Originally founded in 1990 at the University of Lausanne by Pascal Bridel as a Centre for research into the history of economics with special attention to the Lausanne School of Economics, the Walras-Pareto Centre (CWP) merged in January 2014 with the Centre for the history of political thought (CHIPI) to gain its present form as a leading interdisciplinary Centre in the history of economic and political thought in Europe. The Centre studies both disciplines in relation to its teaching mission at the three universities in Francophone Switzerland (Geneva, Lausanne, and Neuchâtel), and Lausanne’s federal polytechnic university EPFL. We are interested in the historical development of economic and political ideas and methods, the institutional and material settings in which these ideas and methods are produced and used, and their social and normative implications and impact.
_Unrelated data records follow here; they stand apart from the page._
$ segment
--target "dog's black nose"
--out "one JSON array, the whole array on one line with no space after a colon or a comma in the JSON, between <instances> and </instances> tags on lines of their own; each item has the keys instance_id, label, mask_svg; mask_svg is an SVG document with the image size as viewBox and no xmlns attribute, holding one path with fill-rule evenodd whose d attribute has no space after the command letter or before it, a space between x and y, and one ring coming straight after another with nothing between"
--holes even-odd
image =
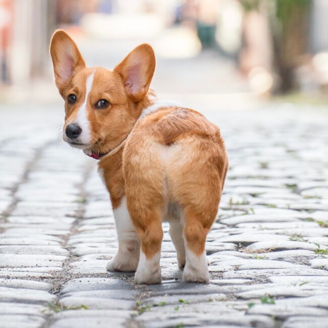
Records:
<instances>
[{"instance_id":1,"label":"dog's black nose","mask_svg":"<svg viewBox=\"0 0 328 328\"><path fill-rule=\"evenodd\" d=\"M70 139L76 139L82 132L82 129L77 124L69 124L65 129L65 134Z\"/></svg>"}]
</instances>

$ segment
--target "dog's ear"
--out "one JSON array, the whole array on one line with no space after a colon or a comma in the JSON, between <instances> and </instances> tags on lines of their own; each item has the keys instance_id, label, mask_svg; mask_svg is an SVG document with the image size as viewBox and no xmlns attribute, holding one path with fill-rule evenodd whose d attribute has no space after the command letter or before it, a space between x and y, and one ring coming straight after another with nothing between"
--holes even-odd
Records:
<instances>
[{"instance_id":1,"label":"dog's ear","mask_svg":"<svg viewBox=\"0 0 328 328\"><path fill-rule=\"evenodd\" d=\"M115 69L122 77L125 90L134 101L142 99L148 92L155 70L155 54L146 43L134 49Z\"/></svg>"},{"instance_id":2,"label":"dog's ear","mask_svg":"<svg viewBox=\"0 0 328 328\"><path fill-rule=\"evenodd\" d=\"M73 73L85 67L85 62L75 42L62 30L54 32L50 45L54 79L61 94Z\"/></svg>"}]
</instances>

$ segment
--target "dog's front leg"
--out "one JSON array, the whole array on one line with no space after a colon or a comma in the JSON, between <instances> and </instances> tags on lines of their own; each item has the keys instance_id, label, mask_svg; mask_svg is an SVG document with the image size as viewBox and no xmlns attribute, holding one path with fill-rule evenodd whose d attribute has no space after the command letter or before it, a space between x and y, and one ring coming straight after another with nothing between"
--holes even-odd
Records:
<instances>
[{"instance_id":1,"label":"dog's front leg","mask_svg":"<svg viewBox=\"0 0 328 328\"><path fill-rule=\"evenodd\" d=\"M108 271L135 271L138 267L140 243L132 223L124 196L121 205L114 209L119 240L119 250L107 265Z\"/></svg>"}]
</instances>

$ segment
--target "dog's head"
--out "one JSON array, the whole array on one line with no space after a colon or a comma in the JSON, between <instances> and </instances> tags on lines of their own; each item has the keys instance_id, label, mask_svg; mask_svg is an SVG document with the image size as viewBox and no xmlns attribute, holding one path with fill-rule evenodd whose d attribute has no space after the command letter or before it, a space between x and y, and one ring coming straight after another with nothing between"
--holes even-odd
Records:
<instances>
[{"instance_id":1,"label":"dog's head","mask_svg":"<svg viewBox=\"0 0 328 328\"><path fill-rule=\"evenodd\" d=\"M64 141L98 153L109 151L128 134L147 99L155 69L152 48L137 46L113 71L88 68L74 41L58 30L50 52L65 101Z\"/></svg>"}]
</instances>

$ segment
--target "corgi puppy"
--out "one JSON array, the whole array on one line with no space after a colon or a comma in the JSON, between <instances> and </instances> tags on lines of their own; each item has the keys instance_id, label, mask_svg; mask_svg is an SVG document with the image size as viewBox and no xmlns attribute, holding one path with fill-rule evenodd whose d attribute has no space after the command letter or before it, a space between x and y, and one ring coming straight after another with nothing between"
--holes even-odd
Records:
<instances>
[{"instance_id":1,"label":"corgi puppy","mask_svg":"<svg viewBox=\"0 0 328 328\"><path fill-rule=\"evenodd\" d=\"M63 30L50 52L65 101L64 140L99 160L110 193L119 249L107 270L135 271L136 284L160 283L165 221L183 281L209 283L205 243L228 167L218 128L195 111L153 99L148 44L113 71L86 67Z\"/></svg>"}]
</instances>

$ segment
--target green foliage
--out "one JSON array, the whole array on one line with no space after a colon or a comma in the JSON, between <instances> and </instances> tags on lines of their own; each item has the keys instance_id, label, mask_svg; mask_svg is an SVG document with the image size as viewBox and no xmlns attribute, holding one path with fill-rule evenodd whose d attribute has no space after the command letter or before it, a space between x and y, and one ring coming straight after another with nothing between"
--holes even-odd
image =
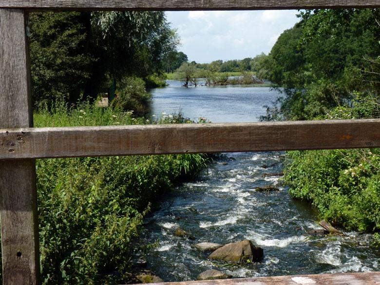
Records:
<instances>
[{"instance_id":1,"label":"green foliage","mask_svg":"<svg viewBox=\"0 0 380 285\"><path fill-rule=\"evenodd\" d=\"M29 18L34 104L76 101L95 60L88 49L89 14L32 13Z\"/></svg>"},{"instance_id":2,"label":"green foliage","mask_svg":"<svg viewBox=\"0 0 380 285\"><path fill-rule=\"evenodd\" d=\"M379 97L355 94L351 106L317 118L379 117ZM333 224L380 231L380 150L289 152L287 158L284 179L293 197L310 201Z\"/></svg>"},{"instance_id":3,"label":"green foliage","mask_svg":"<svg viewBox=\"0 0 380 285\"><path fill-rule=\"evenodd\" d=\"M184 62L189 61L188 56L182 52L173 51L168 53L163 61L163 69L168 73L174 72L179 68Z\"/></svg>"},{"instance_id":4,"label":"green foliage","mask_svg":"<svg viewBox=\"0 0 380 285\"><path fill-rule=\"evenodd\" d=\"M152 95L147 92L145 83L141 78L127 77L120 81L117 96L112 103L116 108L125 111L133 111L138 116L149 111L149 103Z\"/></svg>"},{"instance_id":5,"label":"green foliage","mask_svg":"<svg viewBox=\"0 0 380 285\"><path fill-rule=\"evenodd\" d=\"M380 9L306 10L300 17L264 61L268 79L283 87L284 118L324 115L348 104L353 90L379 91Z\"/></svg>"},{"instance_id":6,"label":"green foliage","mask_svg":"<svg viewBox=\"0 0 380 285\"><path fill-rule=\"evenodd\" d=\"M159 76L156 74L150 75L145 77L145 81L147 88L165 87L168 84L165 81L165 75Z\"/></svg>"},{"instance_id":7,"label":"green foliage","mask_svg":"<svg viewBox=\"0 0 380 285\"><path fill-rule=\"evenodd\" d=\"M289 152L285 181L293 197L347 229L380 230L379 150Z\"/></svg>"},{"instance_id":8,"label":"green foliage","mask_svg":"<svg viewBox=\"0 0 380 285\"><path fill-rule=\"evenodd\" d=\"M149 76L180 43L163 12L32 13L30 23L35 109L95 99L128 76L156 83Z\"/></svg>"},{"instance_id":9,"label":"green foliage","mask_svg":"<svg viewBox=\"0 0 380 285\"><path fill-rule=\"evenodd\" d=\"M197 85L197 68L195 65L190 62L184 62L175 71L175 77L183 82L185 87L189 85Z\"/></svg>"},{"instance_id":10,"label":"green foliage","mask_svg":"<svg viewBox=\"0 0 380 285\"><path fill-rule=\"evenodd\" d=\"M147 123L132 112L87 102L52 109L35 114L36 127ZM128 282L131 261L145 246L134 240L151 202L206 162L200 154L37 160L43 284Z\"/></svg>"}]
</instances>

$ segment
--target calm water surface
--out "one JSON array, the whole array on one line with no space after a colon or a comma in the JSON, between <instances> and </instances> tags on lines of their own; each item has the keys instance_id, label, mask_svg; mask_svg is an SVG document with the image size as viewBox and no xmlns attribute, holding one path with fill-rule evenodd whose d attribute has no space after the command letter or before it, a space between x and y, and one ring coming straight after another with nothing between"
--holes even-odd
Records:
<instances>
[{"instance_id":1,"label":"calm water surface","mask_svg":"<svg viewBox=\"0 0 380 285\"><path fill-rule=\"evenodd\" d=\"M169 86L152 91L152 113L159 116L182 111L191 120L206 117L213 123L254 122L265 114L265 105L279 95L269 88L197 86L185 88L179 81L168 80Z\"/></svg>"},{"instance_id":2,"label":"calm water surface","mask_svg":"<svg viewBox=\"0 0 380 285\"><path fill-rule=\"evenodd\" d=\"M153 112L181 109L197 120L254 121L263 106L278 96L268 88L250 87L181 87L179 82L152 91ZM196 139L196 138L194 138ZM305 231L319 228L310 207L292 199L280 177L263 177L282 171L284 153L227 153L196 181L178 187L162 199L160 209L146 219L142 238L159 240L148 256L149 267L165 281L195 280L216 269L234 277L380 270L380 253L370 235L311 238ZM274 185L280 191L259 192L255 187ZM174 236L177 228L196 239ZM250 239L264 250L262 262L236 266L207 259L195 243L220 244Z\"/></svg>"}]
</instances>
We approach these three dimensions through historical and epistemological research along disciplinary lines, and through research that considers the economic and the political in their mutual interactions. In addition, the Centre considers the publication of key-texts in the history of both disciplines an important part of its mission, as shown by the edition of the Œuvres économiques complètes of Auguste and Léon Walras, the recent six volume edition of Simonde de Sismondi’s Œuvres économiques completes, an anthology (in Italian) of Adam Smith’s writings, or the English edition of Benjamin Constant’s political writings in the Cambridge texts collection on political thought.
Current research focuses upon the links between liberalism, democracy and the economic order as expressed in the French and Scottish Enlightenment traditions, classical and ordo-liberalism, and in the old and new Lausanne schools of economics. We investigate the debates about government debt, debates on the French Revolution and its impact on Europe, theories of (representative) democracy, and the short-lived, but consequential period of the Helvetic Republic (1798-1803). We study the meaning of economic expertise in the public sphere, especially in relation to controversies around libertarian paternalism, environmental politics, and discriminatory practices.
The Centre currently hosts three Swiss National Science Foundation funded programs: a study of lotteries as systems of direct democracy, a study on the metaphorical description and understanding of business cycles in the second half of the nineteenth century in Europe, and a Swiss-Russian project on the work of the Swiss-Russian economist Nikolaj Sieber.